The question stopped me – and most of my classmates – in our tracks. Hmmm. It never occurred to me that there might not be a heaven. And isn’t the point of being Christian about going to heaven when we die?
There’s a lot going on in McFague’s question. What happens when we die? Is the end just the end? The question is also asking about why people are faithful. Is it just for a promised reward? Or to escape an otherwise inevitable form of eternal punishment?
I wasn’t raised with strong language around fire and brimstone, and my home church was very oriented towards community service and social justice. So I assumed heaven, but I didn’t spend a lot of time thinking about avoiding hell. I spent more time thinking about how to make things better for people on earth. This is one reason why I find a home in Black and womanist liberation theologies. And in Ifa.
These ideas became clearer in my June lecture at IARPT where I mentioned that finitude isn’t as big a problem for Ifa practitioners as it is for Western Christians. Throughout most of Western philosophy, human finitude is an issue. Philosophers seem deeply bothered by human mortality. Even my favorite philosopher of process thought, Alfred North Whitehead identifies avoiding loss as the central issue in religion: “The most general formulation of the religious problem is the question whether the process of the temporal world passes into the foundation of other actualities, bound together in an order in which novelty does not mean loss.”[1] In other words: How do we become something new without losing? How do we evolve without death?

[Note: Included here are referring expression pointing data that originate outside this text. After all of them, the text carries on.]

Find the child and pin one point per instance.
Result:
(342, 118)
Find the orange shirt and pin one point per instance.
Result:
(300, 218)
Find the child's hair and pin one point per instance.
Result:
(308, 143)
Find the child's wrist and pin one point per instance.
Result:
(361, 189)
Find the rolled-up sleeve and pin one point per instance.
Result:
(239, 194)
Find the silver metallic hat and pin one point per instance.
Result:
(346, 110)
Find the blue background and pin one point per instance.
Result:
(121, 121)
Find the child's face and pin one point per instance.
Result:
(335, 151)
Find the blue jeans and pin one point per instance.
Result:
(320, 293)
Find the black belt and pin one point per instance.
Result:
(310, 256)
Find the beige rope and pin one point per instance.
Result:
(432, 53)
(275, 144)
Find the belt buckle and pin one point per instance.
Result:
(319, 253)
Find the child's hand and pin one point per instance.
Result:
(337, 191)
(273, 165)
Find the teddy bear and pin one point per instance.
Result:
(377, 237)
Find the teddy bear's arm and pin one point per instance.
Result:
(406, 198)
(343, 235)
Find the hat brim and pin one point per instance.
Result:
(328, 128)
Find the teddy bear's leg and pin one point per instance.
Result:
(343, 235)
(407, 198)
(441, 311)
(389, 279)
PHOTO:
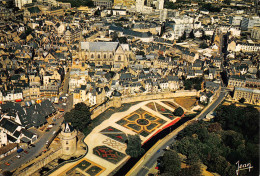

I agree that we cannot become something new without losing or letting go of some part of the past. But I just don’t think that the end of life on this plane is the end. My little STEM-loving kid understood this as the first law of thermodynamics – energy cannot be created or destroyed, only transformed. The eternality of our souls seems obvious to him. Ifa assumes belief in ancestors. There are variations in ideas about what a “good ancestor” is and whether we need to or how to “elevate the spirit of an ancestor,” and how we interact with ancestors. But we assume ancestors. And we assume ancestors without being tethered to an idea of a heaven and a hell.
Many of my colleagues in American religious and philosophical thought were intrigued. So much of naturalism is built around denying a heaven and afterlife or questioning it or at least asserting that we cannot confirm its existence. I believe this comes from pushing back against a Western religious tradition that emphasizes an afterlife as a way of evading issues we deal with on earth. And I’m all about pushing back on that.
What if finitude isn’t a problem? No one wants to die early or young or painfully. I get that. But what if that isn’t the big problem of religion? Might we be developing strong character just to be a good force on the planet? Might we “do the right thing” because we believe it’s “the right thing” without any need for reward or fear of punishment? Might we be propelled and excited by trying to creatively transform our world?
When faced with McFague’s question about heaven, I internally said, “yes.” I’m Christian largely by accident of birth. I was born and raised in a Christian household and family in the United States. But whether or not I stayed Christian and what kind of Christian I became – I got to make those decisions as an adult. For me, those decisions had nothing to do with heaven, but it was about “the good news.” And what is touted as radical good news to gospel writers seems to be a core assumption of Ifa: the end is not the end.